On Tuesday, Democrats took two out of three open seats in the Connecticut special election, keeping their majority in both chambers of the state legislature.
Last night, the corporate media spent all its time on coverage of the disaster that was Donald Trump's first address to a joint session of Congress. But while Trump was on national television, grassroots Democratic activists were hard at work delivering an electoral victory in Connecticut.
Three seats in the Connecticut General Assembly were vacant: Two in the state senate and one in the state house. Their legislators, two Democrats and one Republican, had resigned to accept positions in Governor Dan Malloy's administration.
This was a highly important contest, because the state senate was tied 17 to 17, with both a Democratic and a Republican open seat up for grabs. Lieutenant Governor and Senate President Nancy Wyman can break ties for Democrats, but the loss of a state senate seat would have officially flipped the chamber to Republicans.
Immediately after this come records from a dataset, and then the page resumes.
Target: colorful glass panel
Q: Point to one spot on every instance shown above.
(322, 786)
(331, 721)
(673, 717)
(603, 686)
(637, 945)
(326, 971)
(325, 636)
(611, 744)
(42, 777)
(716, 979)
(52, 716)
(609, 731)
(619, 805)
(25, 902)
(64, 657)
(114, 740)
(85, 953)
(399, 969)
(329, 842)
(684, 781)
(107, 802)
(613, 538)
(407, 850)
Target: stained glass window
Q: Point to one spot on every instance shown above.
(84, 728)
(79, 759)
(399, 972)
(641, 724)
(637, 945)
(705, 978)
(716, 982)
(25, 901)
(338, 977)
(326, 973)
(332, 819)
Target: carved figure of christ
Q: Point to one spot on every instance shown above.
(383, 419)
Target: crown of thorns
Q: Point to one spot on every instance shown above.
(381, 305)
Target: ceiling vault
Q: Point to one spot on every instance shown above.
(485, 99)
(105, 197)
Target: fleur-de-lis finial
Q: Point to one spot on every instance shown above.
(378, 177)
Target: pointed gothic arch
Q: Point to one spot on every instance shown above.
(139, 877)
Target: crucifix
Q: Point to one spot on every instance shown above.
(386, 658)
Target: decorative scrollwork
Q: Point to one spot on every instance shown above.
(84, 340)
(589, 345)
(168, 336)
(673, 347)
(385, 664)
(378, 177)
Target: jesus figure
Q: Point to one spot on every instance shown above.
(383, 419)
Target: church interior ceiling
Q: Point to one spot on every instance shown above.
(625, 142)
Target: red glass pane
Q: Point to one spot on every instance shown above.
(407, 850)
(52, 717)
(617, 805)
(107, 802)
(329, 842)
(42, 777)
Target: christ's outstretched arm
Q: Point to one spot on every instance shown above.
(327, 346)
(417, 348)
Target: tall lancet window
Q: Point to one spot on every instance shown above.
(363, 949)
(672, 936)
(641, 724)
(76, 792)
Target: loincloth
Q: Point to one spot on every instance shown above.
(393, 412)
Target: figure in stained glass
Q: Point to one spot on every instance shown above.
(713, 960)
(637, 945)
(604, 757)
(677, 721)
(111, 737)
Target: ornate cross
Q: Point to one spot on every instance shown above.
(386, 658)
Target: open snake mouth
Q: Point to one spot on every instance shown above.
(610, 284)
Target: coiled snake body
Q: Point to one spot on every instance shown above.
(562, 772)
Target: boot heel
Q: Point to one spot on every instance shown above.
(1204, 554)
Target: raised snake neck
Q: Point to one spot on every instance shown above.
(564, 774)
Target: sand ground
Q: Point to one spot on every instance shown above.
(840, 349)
Despite this, any coverage of the race was preempted by Trump's address. In fact, this election received so little attention that the Connecticut Secretary of State did not even provide a results page on election night.
Nonetheless, Connecticut Democrats stepped up. A surge of turnout delivered a victory in two out of the three races, preserving Democratic control of both chambers.
Democrat Dorinda Keenan Borer defeated Republican Edward R. Granfield for the 115th House District, while Democratic state representative Douglas McCrory wiped out Republican Michael McDonald in the 2nd Senate District, even winning his opponent's hometown by 600 votes.
Although Democratic representative Greg Cava failed to defeat Republican Eric Berthel in the 32nd Senate District, he came within 10 percent, the strongest showing in decades by a Democrat in one of the state's most solidly Republican districts.
The upshot is that Democrats beat back Republican challenges to their majorities in the state legislature, just as they did in last week's special election in Delaware.
In a statement, DNC Chair Tom Perez noted the importance of these state-level elections:
Democrats also came within approximately 1,800 votes of flipping the most Republican Senate district in the entire state, showing that even Republicans running in GOP strongholds aren’t safe from the shadow of Trump. Republican politicians across the country should be shaking in their boots at the thought of defending Trump’s disastrous presidency at the ballot box.
Several more special elections are on the calendar in congressional districts and state legislatures around the country, most notably the House seats in Georgia and South Carolina vacated by Trump appointees Tom Price and Mick Mulvaney, and several open Republican seats in the Washington state senate, which the GOP controls by only one vote.
Democrats must harness their continued groundswell of support to keep winning local races. Every effort to build the opposition from the ground up will make stopping Trump's agenda that much easier.